Il tizio blocca fisicamente la sua collega, la nostra cameriera, e la rimprovera. Di più, la insulta, urlando. Ancora: la umilia. Che altro: la fa quasi piangere. E torna, lei, con gli occhi spenti, chiede scusa e si sincera che l’ordine ora sia corretto. Ora sì, tranquilla, ora sì e vedo tutta la sua passione andare via e andare via la premura, la cortesia, la professionalità con cui ci ha servito. Ma poi ritorna e spesso passa a chiederci se abbiamo un bisogno e, ancora più spesso, ci chiede come vada e noi le sorridiamo. Il collega continua a richiamarla.

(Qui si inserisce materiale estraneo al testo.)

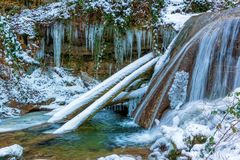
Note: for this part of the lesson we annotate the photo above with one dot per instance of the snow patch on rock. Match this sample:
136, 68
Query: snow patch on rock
24, 23
12, 151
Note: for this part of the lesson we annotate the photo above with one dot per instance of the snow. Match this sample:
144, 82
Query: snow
12, 151
39, 87
178, 91
11, 46
119, 157
99, 89
103, 100
24, 23
178, 128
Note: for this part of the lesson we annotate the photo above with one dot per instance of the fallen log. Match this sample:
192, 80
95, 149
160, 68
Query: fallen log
105, 99
126, 96
90, 96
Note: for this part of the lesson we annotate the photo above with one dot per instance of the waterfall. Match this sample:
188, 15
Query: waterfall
167, 35
214, 62
57, 34
41, 52
132, 104
237, 75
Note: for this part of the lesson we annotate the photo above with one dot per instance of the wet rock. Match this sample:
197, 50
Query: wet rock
14, 151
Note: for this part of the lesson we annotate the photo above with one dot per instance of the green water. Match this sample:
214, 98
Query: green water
94, 139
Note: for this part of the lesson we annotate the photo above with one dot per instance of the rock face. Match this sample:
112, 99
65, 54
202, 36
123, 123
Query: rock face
208, 49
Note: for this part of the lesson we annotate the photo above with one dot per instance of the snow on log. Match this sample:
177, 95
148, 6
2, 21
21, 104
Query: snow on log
11, 151
125, 96
105, 99
90, 96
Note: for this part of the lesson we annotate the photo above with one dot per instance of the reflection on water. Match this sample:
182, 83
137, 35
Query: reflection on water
98, 137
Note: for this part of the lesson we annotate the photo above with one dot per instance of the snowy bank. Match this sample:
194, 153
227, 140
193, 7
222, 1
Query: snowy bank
11, 151
24, 23
197, 130
45, 89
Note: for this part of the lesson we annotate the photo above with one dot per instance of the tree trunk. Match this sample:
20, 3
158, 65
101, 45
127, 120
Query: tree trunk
105, 99
90, 96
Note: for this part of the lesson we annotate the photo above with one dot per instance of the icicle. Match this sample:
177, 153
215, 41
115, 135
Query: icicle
149, 39
132, 105
119, 47
58, 34
129, 42
41, 52
139, 42
144, 38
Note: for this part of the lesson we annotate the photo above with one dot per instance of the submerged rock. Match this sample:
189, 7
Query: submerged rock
120, 157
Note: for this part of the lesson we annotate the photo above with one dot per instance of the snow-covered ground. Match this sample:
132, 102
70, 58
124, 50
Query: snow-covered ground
40, 86
14, 152
193, 130
173, 14
24, 23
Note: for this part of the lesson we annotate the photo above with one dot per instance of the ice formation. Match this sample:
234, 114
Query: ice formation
178, 92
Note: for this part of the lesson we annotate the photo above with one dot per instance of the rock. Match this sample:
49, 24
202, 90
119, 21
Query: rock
189, 46
120, 157
14, 151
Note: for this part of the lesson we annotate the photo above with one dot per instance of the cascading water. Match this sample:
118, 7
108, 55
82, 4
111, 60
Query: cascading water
139, 42
209, 53
214, 62
237, 74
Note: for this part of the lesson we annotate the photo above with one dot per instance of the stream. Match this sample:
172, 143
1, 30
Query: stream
100, 136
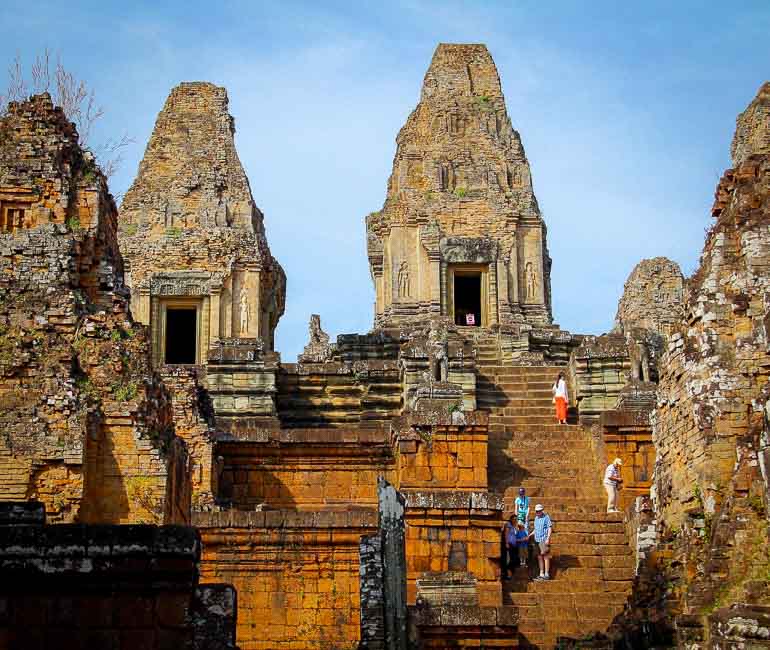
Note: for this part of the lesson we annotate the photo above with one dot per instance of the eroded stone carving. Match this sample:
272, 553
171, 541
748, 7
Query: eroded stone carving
318, 349
404, 286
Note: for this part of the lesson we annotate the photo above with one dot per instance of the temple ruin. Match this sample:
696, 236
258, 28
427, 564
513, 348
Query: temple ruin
460, 234
355, 499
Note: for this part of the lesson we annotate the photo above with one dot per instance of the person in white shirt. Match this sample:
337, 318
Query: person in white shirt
612, 480
560, 398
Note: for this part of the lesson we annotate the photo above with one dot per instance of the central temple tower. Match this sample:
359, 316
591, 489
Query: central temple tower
460, 234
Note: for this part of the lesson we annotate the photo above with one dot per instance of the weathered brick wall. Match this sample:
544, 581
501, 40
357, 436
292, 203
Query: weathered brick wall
710, 424
127, 587
296, 573
82, 414
443, 457
716, 368
193, 423
652, 296
454, 533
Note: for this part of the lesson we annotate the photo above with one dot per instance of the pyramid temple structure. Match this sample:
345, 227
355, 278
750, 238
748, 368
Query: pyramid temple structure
167, 479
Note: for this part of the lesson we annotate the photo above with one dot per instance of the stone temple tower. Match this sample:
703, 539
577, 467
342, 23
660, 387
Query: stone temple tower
460, 234
193, 240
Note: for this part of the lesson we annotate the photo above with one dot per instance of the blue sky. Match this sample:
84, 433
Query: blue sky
626, 112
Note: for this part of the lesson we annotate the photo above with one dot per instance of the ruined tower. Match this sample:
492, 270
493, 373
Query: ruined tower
197, 259
460, 234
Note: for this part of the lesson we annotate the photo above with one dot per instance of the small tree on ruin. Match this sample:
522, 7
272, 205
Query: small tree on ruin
73, 95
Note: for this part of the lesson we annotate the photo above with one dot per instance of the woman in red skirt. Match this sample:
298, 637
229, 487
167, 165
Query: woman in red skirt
560, 398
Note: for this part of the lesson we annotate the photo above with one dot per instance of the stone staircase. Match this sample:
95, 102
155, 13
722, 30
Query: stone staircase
592, 566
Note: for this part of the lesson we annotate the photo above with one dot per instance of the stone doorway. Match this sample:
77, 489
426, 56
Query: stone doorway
181, 336
468, 297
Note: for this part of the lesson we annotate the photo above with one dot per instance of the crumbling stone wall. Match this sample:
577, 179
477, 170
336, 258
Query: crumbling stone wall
82, 416
120, 587
710, 421
752, 135
714, 383
652, 297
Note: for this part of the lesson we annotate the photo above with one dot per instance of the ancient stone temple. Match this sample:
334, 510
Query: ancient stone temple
197, 260
460, 234
355, 500
86, 425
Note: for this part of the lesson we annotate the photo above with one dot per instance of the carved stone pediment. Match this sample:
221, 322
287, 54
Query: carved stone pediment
468, 250
181, 283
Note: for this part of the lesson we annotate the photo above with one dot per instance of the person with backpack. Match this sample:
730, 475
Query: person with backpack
542, 535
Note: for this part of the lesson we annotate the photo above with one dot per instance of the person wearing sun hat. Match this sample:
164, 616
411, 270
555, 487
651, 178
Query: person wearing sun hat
521, 508
612, 481
542, 535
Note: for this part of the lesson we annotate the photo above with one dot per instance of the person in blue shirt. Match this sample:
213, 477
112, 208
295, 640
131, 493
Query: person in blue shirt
521, 508
508, 558
542, 535
522, 543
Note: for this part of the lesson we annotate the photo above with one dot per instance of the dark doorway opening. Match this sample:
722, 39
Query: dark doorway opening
181, 330
468, 299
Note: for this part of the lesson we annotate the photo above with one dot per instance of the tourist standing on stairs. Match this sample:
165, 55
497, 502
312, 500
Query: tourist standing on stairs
509, 554
560, 398
521, 508
612, 481
522, 542
542, 535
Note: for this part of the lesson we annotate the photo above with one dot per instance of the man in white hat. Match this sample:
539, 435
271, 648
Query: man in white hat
542, 535
612, 481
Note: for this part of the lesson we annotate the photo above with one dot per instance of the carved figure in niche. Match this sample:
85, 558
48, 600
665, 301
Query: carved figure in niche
244, 312
438, 354
318, 349
446, 176
404, 283
530, 276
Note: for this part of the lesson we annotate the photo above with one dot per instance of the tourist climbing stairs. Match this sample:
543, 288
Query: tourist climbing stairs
592, 567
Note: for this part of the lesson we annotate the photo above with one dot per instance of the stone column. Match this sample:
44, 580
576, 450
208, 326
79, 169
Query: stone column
392, 507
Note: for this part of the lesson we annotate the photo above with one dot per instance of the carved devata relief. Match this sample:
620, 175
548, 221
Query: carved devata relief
404, 282
244, 310
530, 279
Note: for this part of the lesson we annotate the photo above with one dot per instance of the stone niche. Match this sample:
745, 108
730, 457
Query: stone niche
190, 311
460, 234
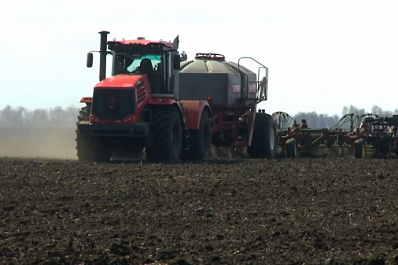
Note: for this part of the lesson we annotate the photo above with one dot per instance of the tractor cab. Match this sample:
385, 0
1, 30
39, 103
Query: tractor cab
159, 61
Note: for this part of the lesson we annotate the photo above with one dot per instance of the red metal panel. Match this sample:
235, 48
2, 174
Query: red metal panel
193, 111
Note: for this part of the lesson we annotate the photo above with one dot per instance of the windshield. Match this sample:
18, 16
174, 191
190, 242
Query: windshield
133, 64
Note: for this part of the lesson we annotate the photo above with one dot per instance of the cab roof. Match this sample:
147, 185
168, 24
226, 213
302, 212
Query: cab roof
140, 45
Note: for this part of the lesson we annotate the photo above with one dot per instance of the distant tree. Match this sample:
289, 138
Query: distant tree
316, 121
352, 109
12, 117
37, 118
379, 111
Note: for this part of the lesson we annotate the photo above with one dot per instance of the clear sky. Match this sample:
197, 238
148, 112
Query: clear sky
321, 55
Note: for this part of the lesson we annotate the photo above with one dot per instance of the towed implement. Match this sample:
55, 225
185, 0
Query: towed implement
296, 138
156, 101
365, 134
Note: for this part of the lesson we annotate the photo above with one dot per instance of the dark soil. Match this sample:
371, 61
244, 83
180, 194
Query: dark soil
303, 211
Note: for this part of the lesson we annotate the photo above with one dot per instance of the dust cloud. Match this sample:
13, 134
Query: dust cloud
43, 142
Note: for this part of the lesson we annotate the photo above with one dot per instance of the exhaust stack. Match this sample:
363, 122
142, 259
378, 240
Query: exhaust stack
104, 40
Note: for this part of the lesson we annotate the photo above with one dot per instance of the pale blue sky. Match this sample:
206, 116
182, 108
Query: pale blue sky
321, 55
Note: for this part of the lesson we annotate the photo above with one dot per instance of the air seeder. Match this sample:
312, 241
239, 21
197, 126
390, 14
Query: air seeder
173, 109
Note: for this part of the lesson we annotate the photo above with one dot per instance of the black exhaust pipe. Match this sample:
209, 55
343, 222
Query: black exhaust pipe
103, 54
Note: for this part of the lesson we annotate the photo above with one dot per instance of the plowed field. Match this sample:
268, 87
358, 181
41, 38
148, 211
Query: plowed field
236, 211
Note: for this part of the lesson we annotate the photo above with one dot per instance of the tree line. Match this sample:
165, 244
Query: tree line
317, 121
59, 117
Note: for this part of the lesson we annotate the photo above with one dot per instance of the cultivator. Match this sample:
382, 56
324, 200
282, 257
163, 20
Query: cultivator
362, 135
296, 138
366, 134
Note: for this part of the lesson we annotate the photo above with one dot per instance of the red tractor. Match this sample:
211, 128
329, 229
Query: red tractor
365, 133
172, 109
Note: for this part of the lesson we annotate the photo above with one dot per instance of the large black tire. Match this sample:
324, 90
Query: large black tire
360, 148
167, 130
264, 139
200, 140
291, 148
88, 149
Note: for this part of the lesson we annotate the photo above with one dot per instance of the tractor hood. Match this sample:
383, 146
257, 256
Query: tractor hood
121, 81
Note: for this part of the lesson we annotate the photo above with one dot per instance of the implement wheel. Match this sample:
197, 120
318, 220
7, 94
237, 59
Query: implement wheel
360, 148
291, 148
264, 137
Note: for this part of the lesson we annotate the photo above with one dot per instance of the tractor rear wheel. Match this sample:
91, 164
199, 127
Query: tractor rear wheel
291, 148
200, 140
264, 137
167, 135
360, 148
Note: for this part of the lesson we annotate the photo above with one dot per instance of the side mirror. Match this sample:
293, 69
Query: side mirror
176, 61
263, 88
183, 57
89, 59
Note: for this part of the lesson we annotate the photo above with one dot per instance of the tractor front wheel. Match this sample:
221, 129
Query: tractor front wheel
360, 148
291, 148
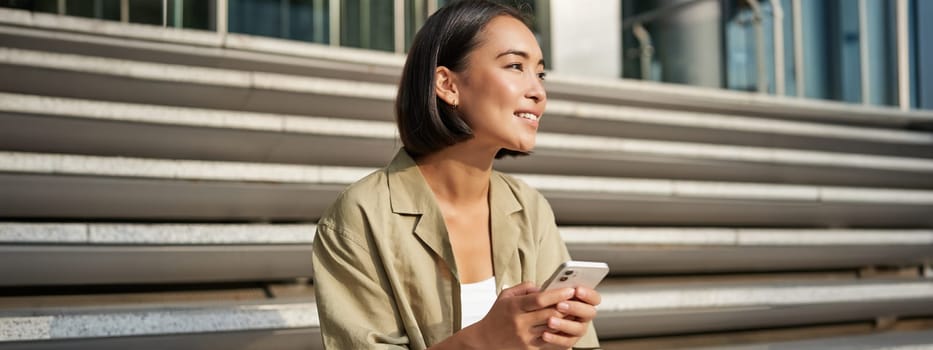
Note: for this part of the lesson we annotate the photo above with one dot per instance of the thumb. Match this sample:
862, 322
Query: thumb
522, 289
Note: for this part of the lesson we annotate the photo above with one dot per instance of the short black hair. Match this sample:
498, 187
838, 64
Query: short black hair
425, 122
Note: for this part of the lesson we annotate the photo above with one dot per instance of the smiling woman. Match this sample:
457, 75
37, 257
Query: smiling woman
421, 253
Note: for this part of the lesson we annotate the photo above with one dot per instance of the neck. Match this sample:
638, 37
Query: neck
458, 173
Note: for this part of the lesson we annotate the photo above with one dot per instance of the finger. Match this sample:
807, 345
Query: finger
559, 339
545, 299
522, 289
588, 295
539, 318
567, 327
577, 309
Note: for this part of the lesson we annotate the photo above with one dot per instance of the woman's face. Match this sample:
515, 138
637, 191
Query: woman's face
500, 93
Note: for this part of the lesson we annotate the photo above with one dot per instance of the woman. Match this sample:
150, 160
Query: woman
414, 255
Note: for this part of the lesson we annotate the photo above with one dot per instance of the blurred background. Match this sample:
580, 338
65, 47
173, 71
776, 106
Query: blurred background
758, 174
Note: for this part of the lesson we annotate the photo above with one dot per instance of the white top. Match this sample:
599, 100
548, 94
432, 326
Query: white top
475, 300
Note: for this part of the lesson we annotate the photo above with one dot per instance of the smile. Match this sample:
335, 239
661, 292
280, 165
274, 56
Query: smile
528, 116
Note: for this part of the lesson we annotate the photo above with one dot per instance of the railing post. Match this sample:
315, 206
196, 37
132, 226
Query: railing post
645, 48
863, 50
759, 46
798, 49
221, 20
778, 11
903, 60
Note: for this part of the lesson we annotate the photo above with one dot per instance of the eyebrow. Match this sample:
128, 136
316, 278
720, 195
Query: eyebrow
523, 54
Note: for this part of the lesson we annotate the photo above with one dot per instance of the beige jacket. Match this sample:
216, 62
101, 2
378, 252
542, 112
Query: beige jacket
384, 272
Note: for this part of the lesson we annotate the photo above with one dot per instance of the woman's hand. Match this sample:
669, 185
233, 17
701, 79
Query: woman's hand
519, 318
564, 332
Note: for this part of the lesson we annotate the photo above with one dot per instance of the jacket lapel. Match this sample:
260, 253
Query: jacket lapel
506, 229
410, 195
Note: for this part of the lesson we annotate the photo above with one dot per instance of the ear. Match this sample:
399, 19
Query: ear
445, 86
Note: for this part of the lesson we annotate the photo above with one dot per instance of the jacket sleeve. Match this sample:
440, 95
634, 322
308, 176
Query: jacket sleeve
551, 253
354, 301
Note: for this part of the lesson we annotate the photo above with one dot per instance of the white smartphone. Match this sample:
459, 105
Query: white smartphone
572, 274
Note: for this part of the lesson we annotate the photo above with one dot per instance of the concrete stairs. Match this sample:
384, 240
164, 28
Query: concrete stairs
159, 188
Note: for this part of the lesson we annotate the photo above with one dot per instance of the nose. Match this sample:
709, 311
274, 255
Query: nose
536, 91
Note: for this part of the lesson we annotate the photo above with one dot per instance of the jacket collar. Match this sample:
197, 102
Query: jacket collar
409, 194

Interveniamo – in modo molto sobrio – anche noi. It’s ok. It’s ok. Per dire: ha sbagliato, fine, amen, non ci siamo capiti. Sarà stato un equivoco di lingua, su. E lui no, non demorde, la aggredisce verbalmente. Per la prima volta in vita mia, a qualche metro da me, ho visto una scena che mi ha mostrato tutto il male del machismo, della violenza. Non era in tivù, non erano storie buie, non era una storia buia, era davanti a me. E per la prima volta in vita mia ho reagito.

A fine cena, ho abbracciato la ragazza. La mancia l’ho data solo a lei. Ho parlato con il titolare. Mi ha detto che prenderà provvedimenti, che una cosa del genere è inaccettabile. L’ha detto con occhi veri, vivi, e io gli credo. Voglio credere che esistano più uomini come lui e che gli stronzi violenti siano solo erbacce da strappare via”.

Se cultura fa rima con civiltà, o semplicemente con umanità.